When working with public datasets that publish monthly files, it’s common to see a consistent naming pattern where only the month changes. Instead of creating a different dataset for each file, Azure Data Factory makes it easy to parameterize the path and handle all variations in a single pipeline.

In this post, I’ll show how I configured an HTTP dataset to download Parquet files dynamically, using a dataset parameter and a ForEach loop to iterate through the months. The example uses the NYC TLC Green Taxi dataset, but the same approach works for any HTTP-based file source.


1. Adding a Dataset Parameter

Start by opening your HTTP dataset and creating a parameter that will represent the month.

  • Name: p_month
  • Type: String

Parameter Screenshot

This parameter will be set by the pipeline at runtime.


2. Building the Dynamic Relative URL

Next, go to the Connection tab. The dataset uses a Base URL, and the Relative URL contains the file path you want to make dynamic.

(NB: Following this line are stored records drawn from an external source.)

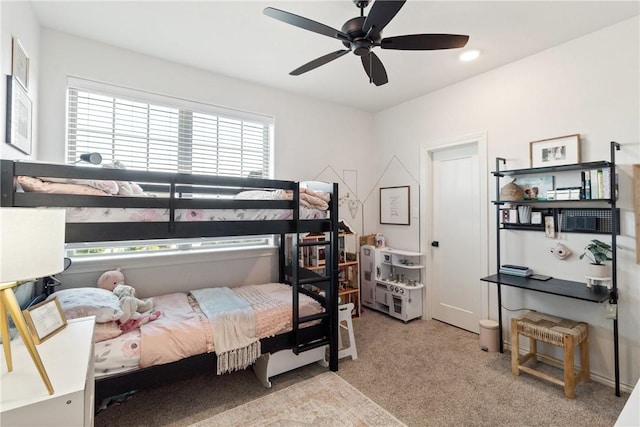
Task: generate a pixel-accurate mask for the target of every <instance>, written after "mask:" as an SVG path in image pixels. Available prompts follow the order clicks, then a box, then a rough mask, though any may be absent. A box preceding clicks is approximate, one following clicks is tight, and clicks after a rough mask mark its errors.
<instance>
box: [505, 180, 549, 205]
mask: <svg viewBox="0 0 640 427" xmlns="http://www.w3.org/2000/svg"><path fill="white" fill-rule="evenodd" d="M514 182H515V184H517V185H518V186H519V187H520V188H522V191H523V192H524V199H525V200H547V192H548V191H551V190H553V185H554V181H553V175H548V176H521V177H518V178H516V180H515V181H514Z"/></svg>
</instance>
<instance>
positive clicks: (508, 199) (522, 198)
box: [500, 179, 524, 201]
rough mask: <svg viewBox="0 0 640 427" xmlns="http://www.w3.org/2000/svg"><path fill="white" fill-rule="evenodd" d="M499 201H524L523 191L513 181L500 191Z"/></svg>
mask: <svg viewBox="0 0 640 427" xmlns="http://www.w3.org/2000/svg"><path fill="white" fill-rule="evenodd" d="M500 200H514V201H518V200H524V190H523V189H522V188H521V187H520V186H519V185H518V184H516V183H515V179H514V180H513V181H511V182H510V183H508V184H507V185H505V186H504V187H502V188H501V189H500Z"/></svg>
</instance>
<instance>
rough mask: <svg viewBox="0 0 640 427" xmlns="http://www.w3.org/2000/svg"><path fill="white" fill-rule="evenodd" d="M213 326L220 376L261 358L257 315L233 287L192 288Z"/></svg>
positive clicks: (219, 372)
mask: <svg viewBox="0 0 640 427" xmlns="http://www.w3.org/2000/svg"><path fill="white" fill-rule="evenodd" d="M191 294H192V295H193V297H194V298H195V299H196V300H197V301H198V304H199V305H200V309H201V310H202V312H203V313H204V314H205V315H206V316H207V317H208V318H209V322H210V323H211V328H212V329H213V343H214V349H215V352H216V355H217V358H218V368H217V372H218V375H220V374H223V373H226V372H232V371H236V370H240V369H245V368H247V367H248V366H249V365H251V364H253V363H254V362H255V361H256V359H258V357H260V341H259V340H258V338H257V337H256V318H255V314H254V312H253V310H252V309H251V307H250V306H249V304H248V303H246V302H245V301H243V300H242V299H240V298H239V297H238V296H237V295H236V294H235V293H234V292H233V291H231V289H229V288H207V289H197V290H195V291H191Z"/></svg>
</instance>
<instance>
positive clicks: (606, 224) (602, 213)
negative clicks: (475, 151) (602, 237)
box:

In the dynamic expression builder, reference the parameter directly:

trip-data/green_tripdata_2023-0@{dataset().p_month}.parquet

yaml Copy code

Expression Builder Screenshot

After saving, the dataset shows the dynamic URL:

Relative URL Screenshot

At runtime, the p_month value from the pipeline will be substituted into the file name.

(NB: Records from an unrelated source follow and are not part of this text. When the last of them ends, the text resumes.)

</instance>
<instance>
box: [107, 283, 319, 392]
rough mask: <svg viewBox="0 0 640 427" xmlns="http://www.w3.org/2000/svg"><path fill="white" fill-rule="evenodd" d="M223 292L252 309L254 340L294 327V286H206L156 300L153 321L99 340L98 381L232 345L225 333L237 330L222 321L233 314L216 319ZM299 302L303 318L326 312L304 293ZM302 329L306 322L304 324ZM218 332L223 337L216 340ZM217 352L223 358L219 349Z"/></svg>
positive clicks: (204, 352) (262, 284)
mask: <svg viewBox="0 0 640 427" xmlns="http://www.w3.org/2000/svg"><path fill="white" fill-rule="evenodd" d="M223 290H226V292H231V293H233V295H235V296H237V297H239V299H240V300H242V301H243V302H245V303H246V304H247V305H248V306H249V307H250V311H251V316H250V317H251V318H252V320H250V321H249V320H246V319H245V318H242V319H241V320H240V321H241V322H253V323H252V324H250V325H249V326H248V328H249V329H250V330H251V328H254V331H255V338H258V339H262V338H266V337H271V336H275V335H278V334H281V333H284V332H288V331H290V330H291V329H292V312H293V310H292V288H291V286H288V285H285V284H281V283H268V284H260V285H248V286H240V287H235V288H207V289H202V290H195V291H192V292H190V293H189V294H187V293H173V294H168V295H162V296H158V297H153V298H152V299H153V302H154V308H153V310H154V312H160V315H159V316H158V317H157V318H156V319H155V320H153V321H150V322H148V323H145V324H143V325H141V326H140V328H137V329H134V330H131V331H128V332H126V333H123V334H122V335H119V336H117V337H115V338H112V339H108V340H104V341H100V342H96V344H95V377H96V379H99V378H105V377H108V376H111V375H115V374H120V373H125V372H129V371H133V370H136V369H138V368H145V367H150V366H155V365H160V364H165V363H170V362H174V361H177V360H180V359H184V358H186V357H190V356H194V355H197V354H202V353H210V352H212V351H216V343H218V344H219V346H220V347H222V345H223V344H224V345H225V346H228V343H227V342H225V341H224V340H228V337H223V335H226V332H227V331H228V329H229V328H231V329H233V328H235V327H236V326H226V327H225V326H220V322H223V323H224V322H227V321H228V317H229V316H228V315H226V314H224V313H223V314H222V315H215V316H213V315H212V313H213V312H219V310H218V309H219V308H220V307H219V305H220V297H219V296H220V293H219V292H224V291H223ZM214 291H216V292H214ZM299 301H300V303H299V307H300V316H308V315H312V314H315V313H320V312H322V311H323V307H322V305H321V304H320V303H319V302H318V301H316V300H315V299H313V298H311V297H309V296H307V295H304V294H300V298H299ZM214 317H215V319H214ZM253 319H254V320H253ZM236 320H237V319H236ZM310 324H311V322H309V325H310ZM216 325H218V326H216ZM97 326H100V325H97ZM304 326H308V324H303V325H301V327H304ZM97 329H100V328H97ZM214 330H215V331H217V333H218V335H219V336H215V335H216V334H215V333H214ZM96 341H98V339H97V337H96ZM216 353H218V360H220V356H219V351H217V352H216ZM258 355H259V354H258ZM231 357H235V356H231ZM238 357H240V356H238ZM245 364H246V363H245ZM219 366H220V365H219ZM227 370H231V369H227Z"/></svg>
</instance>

3. Looping Through the Months with a ForEach Activity

To avoid running each month manually, add a ForEach activity to your pipeline.

On the Settings tab:

  • Enable Sequential
  • Set Items to: @range(1,12)

ForEach Settings Screenshot

This expression creates a sequence of numbers from 1 to 12.


4. Passing the Parameter Value from the Copy Activity

Inside the ForEach, use a Copy data activity that points to the parameterized HTTP dataset. On the Source tab, pass the current loop value into the dataset parameter: p_month = @item()

Copy Activity Screenshot

@item() retrieves the value from the loop iteration, allowing the dataset to build the correct URL before making the GET request.


Final Thoughts

By combining a parameterized dataset with a simple ForEach loop, you can cleanly ingest time-partitioned files without maintaining multiple datasets or hard-coded paths. It keeps your pipelines easier to manage and works especially well for public datasets and recurring monthly drops.